While just alpha prototypes, Audi and its e-tron range is not going to be left behind… Just in case.
Wayne Gerdes - CleanMPG
- Sept. 9, 2010
Audi A1 - Platform for the e-tron PHEV-31 variant.
Audi, E.ON, the Munich municipal utility company and the Technical University of Munich (TUM) are off and running with a small prototype fleet trial of BEVs in and around Munich. By summer of next year, 20 Audi A1 e-tron models will be placed on the road and with approximately 200 new charging stations slated to be installed to help the fledgling effort. The project is part of the "Model Region Electromobility Munich" sponsored by the German Federal Ministry of Transport. It will address a number of issues from the data transfer between the driver, vehicle and charging station and the power grid. It will also include a test of Smartphones as a key interface for the drivers.
The Audi A1 e-tron is an innovative Mega City Vehicle (MCV) with a serial electric drive. It has a range an all-electric range of more than 30 miles in city traffic from its Li-Ion modules mounted in the floor assembly in front of the rear axle. Its output peaks at 102 HP with a governed top speed of 80 mph.
A small, and very underpowered 20 HP single-rotor Wankel engine increases the range by recharging the battery. With it, the A1 PHEV-31 e-tron can cover an additional 124 miles. On the proposed European PHEV FE cycle, the A1 PHEV-31 e-tron will achieve a FE rating of 123 mpgUS.
E.ON and SWM are installing a total of 100 “electric filling stations” each as part of a variety of projects. All of the charging stations are supplied with electricity generated from renewable energies.
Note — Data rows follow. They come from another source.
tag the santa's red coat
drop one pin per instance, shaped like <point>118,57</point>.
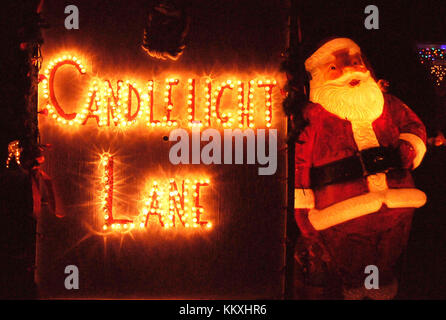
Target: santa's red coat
<point>338,212</point>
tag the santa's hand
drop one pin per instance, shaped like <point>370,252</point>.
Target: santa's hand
<point>304,224</point>
<point>407,153</point>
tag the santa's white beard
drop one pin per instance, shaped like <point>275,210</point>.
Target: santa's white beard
<point>363,102</point>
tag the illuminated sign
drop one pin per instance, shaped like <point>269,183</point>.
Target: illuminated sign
<point>127,103</point>
<point>203,103</point>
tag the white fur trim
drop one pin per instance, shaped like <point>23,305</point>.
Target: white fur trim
<point>417,144</point>
<point>324,53</point>
<point>303,199</point>
<point>365,204</point>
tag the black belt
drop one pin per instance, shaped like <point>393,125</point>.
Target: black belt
<point>364,163</point>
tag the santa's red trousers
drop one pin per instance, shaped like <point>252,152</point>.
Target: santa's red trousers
<point>338,256</point>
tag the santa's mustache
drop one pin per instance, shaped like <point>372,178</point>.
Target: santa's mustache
<point>347,78</point>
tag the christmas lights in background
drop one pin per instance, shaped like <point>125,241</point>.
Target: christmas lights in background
<point>435,58</point>
<point>431,54</point>
<point>14,151</point>
<point>439,72</point>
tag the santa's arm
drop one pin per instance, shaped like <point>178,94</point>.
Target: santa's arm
<point>303,195</point>
<point>412,130</point>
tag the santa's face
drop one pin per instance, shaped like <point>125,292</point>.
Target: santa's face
<point>342,62</point>
<point>344,86</point>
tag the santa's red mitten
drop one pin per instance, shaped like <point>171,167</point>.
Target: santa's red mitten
<point>407,153</point>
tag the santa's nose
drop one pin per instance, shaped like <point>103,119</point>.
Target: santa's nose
<point>355,68</point>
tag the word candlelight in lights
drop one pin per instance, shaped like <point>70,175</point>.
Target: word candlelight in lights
<point>126,103</point>
<point>163,202</point>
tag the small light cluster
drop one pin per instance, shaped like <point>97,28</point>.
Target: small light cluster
<point>184,204</point>
<point>107,197</point>
<point>222,118</point>
<point>168,99</point>
<point>268,86</point>
<point>178,204</point>
<point>431,54</point>
<point>245,112</point>
<point>53,107</point>
<point>439,72</point>
<point>191,104</point>
<point>14,151</point>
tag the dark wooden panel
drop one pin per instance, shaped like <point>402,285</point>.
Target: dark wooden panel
<point>242,256</point>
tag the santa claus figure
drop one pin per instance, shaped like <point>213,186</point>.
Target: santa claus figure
<point>354,194</point>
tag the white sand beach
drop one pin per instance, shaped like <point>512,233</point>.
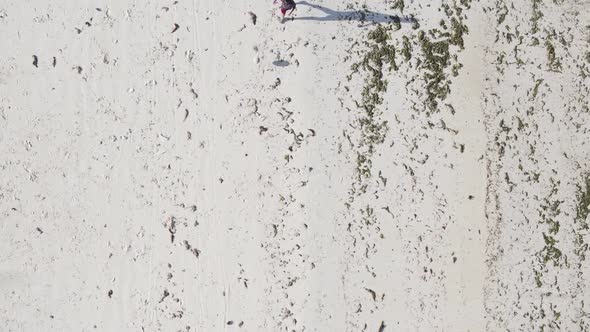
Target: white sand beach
<point>199,165</point>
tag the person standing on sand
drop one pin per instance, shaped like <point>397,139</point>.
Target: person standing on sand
<point>287,5</point>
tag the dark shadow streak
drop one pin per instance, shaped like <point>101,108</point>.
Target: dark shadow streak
<point>356,15</point>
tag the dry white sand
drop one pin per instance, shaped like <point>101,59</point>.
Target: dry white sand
<point>172,166</point>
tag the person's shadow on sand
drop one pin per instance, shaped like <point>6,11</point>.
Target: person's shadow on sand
<point>353,15</point>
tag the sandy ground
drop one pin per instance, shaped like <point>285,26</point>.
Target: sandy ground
<point>179,166</point>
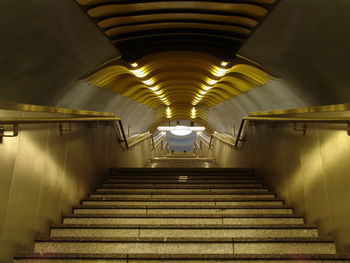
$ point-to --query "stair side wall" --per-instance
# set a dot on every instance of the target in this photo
(43, 174)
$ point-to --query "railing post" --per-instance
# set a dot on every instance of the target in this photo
(123, 134)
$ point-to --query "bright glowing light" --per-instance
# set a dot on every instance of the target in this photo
(193, 113)
(168, 113)
(148, 82)
(140, 73)
(155, 88)
(180, 130)
(219, 72)
(212, 81)
(206, 88)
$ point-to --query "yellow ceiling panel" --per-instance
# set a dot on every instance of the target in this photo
(179, 80)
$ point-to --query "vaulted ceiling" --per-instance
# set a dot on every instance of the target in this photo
(178, 57)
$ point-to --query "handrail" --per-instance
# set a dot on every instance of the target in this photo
(16, 121)
(314, 120)
(240, 135)
(206, 140)
(139, 138)
(8, 121)
(220, 136)
(157, 140)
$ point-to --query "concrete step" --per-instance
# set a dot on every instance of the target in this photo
(188, 196)
(185, 245)
(177, 258)
(182, 171)
(182, 186)
(188, 177)
(183, 191)
(164, 209)
(182, 180)
(182, 219)
(181, 230)
(177, 202)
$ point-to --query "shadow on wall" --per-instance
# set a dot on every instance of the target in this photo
(85, 96)
(310, 172)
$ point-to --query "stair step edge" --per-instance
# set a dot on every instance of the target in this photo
(184, 216)
(182, 207)
(187, 226)
(186, 239)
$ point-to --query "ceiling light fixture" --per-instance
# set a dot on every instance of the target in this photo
(168, 113)
(148, 82)
(140, 73)
(219, 72)
(180, 130)
(212, 81)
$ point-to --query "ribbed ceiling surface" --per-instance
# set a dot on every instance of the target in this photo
(180, 54)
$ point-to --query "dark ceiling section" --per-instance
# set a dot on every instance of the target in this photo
(140, 28)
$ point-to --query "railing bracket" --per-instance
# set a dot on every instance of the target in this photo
(303, 129)
(94, 124)
(8, 133)
(62, 130)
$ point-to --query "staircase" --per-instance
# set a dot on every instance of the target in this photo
(182, 215)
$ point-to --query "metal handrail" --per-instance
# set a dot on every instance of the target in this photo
(219, 136)
(241, 135)
(139, 138)
(157, 140)
(16, 121)
(9, 121)
(206, 140)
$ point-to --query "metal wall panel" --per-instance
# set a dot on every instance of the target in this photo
(43, 174)
(310, 172)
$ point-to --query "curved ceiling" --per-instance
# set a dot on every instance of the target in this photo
(139, 28)
(179, 84)
(178, 57)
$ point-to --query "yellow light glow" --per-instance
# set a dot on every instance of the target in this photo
(148, 82)
(193, 113)
(212, 81)
(155, 88)
(140, 73)
(206, 88)
(168, 113)
(219, 72)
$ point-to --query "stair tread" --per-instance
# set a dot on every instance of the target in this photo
(183, 207)
(184, 216)
(184, 192)
(187, 239)
(189, 226)
(152, 199)
(27, 255)
(183, 186)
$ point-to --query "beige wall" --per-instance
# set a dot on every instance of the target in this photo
(310, 172)
(43, 174)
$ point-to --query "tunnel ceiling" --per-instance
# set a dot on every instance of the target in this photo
(178, 54)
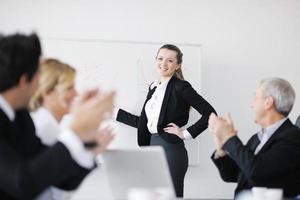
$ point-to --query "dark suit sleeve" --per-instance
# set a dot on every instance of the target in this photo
(127, 118)
(26, 179)
(228, 169)
(201, 105)
(260, 168)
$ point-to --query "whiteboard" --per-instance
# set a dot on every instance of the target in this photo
(128, 68)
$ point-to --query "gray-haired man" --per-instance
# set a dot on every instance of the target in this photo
(271, 158)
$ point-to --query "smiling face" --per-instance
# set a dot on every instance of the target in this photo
(166, 63)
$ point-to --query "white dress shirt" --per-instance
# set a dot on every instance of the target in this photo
(265, 134)
(153, 108)
(48, 130)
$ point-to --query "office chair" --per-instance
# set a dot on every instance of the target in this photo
(298, 121)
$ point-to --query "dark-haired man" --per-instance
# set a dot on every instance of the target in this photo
(26, 166)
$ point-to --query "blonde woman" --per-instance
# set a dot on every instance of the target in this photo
(51, 101)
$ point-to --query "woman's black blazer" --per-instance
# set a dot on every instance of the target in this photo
(179, 96)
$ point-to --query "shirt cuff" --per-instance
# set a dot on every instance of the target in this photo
(187, 135)
(79, 153)
(115, 113)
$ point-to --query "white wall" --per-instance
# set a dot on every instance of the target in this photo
(243, 41)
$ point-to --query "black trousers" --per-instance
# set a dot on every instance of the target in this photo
(177, 160)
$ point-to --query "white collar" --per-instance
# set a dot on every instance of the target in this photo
(160, 85)
(7, 109)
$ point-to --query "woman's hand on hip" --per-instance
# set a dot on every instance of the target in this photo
(174, 129)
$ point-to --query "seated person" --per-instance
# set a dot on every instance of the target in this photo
(51, 101)
(271, 158)
(28, 167)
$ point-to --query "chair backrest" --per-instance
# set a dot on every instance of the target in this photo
(298, 121)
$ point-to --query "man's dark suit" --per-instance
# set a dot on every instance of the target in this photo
(277, 164)
(26, 166)
(179, 96)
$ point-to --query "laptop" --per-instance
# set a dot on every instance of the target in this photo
(128, 169)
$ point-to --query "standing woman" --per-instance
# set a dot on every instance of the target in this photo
(166, 110)
(51, 101)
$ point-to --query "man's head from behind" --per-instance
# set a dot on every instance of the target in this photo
(274, 99)
(19, 61)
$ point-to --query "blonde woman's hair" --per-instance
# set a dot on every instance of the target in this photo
(54, 74)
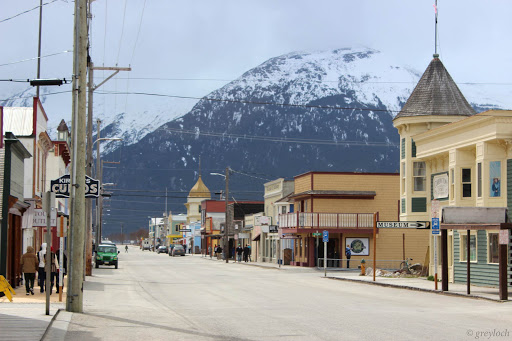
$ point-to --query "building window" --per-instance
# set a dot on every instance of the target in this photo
(403, 148)
(466, 182)
(403, 177)
(479, 180)
(472, 248)
(495, 178)
(493, 247)
(419, 175)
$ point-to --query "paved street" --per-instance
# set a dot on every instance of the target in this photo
(156, 297)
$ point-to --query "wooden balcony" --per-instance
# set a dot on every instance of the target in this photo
(301, 220)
The Technical University of Munich is responsible for data collection and evaluation of mobility behavior. How heavily and in which situation is the electric car being used? And what influence does this option have on the use of other means of transportation? To answer these questions, the Department of Vehicle Engineering has developed a mobile application that will be provided on a Smartphone to all participants of the fleet trial. The device will document their mobility behavior – from their use of bicycles to the electric cars and from conventional cars to buses and trains. To ensure that the participants always use the Smartphone, the Department of Ergonomics made sure that the application features an easy-to-use design that encourages long-term use.
At the same time, the Department of Marketing is conducting a study to discover which billing models for the electricity used for e-mobility meet with the greatest acceptance.
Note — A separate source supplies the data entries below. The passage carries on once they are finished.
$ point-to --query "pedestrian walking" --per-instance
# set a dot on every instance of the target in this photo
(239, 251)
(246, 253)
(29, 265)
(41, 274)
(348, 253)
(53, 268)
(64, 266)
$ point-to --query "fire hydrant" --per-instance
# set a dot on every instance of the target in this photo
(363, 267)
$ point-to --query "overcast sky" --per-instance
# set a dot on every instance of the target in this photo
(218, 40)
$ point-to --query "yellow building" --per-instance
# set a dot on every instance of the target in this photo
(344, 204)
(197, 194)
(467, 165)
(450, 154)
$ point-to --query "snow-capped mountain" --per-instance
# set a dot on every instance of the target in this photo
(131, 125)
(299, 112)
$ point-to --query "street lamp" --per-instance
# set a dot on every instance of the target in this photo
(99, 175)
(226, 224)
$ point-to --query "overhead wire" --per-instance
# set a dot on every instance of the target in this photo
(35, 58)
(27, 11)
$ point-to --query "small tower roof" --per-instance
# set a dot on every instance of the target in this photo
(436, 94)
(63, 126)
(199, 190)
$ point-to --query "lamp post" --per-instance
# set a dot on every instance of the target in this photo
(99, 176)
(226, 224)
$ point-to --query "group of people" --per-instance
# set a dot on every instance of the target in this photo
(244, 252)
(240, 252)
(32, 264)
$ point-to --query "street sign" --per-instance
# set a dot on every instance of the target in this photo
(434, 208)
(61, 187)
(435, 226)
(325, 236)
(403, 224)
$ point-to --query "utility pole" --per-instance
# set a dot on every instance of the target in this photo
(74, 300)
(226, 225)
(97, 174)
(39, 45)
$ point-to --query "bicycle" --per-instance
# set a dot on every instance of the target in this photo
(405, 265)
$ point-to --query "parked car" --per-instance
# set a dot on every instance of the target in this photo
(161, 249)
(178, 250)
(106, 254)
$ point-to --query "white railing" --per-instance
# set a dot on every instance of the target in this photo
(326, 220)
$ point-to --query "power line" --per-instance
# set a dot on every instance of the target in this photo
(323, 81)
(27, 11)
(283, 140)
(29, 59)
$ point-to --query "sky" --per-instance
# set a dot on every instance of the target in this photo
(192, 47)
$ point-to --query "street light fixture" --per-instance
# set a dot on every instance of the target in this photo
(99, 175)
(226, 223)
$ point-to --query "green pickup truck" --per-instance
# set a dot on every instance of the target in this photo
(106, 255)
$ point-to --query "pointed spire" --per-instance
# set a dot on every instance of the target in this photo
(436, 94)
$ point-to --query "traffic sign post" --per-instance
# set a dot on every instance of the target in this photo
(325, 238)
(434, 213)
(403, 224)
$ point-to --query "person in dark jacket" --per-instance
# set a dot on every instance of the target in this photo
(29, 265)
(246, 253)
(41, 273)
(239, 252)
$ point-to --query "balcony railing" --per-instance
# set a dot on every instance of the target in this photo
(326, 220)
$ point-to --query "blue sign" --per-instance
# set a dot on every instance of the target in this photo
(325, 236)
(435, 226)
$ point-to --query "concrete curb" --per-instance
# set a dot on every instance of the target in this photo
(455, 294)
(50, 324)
Electromobility at its core is how the transportation systems of the future should look. In the Munich region, Technical University of Munich is providing approximately $12.7 Million USD in funding for electromobility.
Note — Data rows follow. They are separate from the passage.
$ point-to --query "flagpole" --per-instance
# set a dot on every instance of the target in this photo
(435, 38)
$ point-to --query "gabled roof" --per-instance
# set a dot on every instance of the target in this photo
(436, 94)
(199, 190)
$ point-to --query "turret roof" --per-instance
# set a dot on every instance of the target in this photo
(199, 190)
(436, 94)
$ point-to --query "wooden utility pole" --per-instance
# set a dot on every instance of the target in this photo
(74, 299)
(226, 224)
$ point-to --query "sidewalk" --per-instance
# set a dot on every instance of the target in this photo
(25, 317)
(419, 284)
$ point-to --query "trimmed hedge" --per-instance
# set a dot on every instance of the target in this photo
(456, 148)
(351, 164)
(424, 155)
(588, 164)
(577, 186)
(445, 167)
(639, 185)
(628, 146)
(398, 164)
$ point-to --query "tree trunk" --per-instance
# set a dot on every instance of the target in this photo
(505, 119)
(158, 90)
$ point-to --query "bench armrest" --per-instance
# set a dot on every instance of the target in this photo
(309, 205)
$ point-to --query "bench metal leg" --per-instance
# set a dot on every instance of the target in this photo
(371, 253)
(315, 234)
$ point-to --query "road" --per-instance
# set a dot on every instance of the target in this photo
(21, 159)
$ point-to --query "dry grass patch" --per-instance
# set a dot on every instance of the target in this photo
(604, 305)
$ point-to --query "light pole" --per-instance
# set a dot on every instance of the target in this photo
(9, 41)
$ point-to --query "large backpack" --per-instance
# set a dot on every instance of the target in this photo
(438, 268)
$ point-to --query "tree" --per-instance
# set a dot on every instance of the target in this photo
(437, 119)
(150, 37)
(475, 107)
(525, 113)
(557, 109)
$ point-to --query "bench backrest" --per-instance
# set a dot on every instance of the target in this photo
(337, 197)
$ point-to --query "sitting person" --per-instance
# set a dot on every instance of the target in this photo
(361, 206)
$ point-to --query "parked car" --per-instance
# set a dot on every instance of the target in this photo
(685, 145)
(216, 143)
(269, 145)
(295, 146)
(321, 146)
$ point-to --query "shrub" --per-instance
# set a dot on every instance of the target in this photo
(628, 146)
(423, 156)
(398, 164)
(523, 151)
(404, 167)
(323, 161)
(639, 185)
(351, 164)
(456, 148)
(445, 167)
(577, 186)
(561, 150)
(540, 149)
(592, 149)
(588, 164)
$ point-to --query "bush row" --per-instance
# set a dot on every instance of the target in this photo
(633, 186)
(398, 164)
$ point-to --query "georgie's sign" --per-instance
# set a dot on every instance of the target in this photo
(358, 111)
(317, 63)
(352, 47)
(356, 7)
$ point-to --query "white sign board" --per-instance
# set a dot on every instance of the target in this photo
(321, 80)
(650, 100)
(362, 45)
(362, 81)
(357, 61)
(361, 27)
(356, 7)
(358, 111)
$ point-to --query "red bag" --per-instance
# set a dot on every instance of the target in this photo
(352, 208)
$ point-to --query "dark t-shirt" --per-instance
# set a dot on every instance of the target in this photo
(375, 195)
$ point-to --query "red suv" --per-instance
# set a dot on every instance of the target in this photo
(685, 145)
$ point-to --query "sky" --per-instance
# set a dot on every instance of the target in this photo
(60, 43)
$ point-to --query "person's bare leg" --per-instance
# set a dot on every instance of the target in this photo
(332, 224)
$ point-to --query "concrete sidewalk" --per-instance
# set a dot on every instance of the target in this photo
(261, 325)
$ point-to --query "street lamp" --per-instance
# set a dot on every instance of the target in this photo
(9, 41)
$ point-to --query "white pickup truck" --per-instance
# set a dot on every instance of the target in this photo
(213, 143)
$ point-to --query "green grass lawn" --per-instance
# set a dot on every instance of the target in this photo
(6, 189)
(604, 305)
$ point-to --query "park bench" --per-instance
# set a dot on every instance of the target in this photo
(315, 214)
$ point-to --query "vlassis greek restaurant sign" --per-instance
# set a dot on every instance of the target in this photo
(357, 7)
“The goal is to make Germany the lead market for electromobility by placing at least one million electric vehicles on German roads by 2020,” says Federal Transport Minister Peter Ramsauer.
“For researchers, it is no longer a question of whether electric mobility will be able to establish itself, but rather of when. Electromobility means a paradigm shift for industry and society, making it a central strategic focus of the TUM,” says Professor Wolfgang A. Hermann, President of the Technical University of Munich. “The Science Center for Electromobility at TUM pools the expertise of 42 departments from eight schools, which are working hard to contribute to the development of sustainable individual mobility.”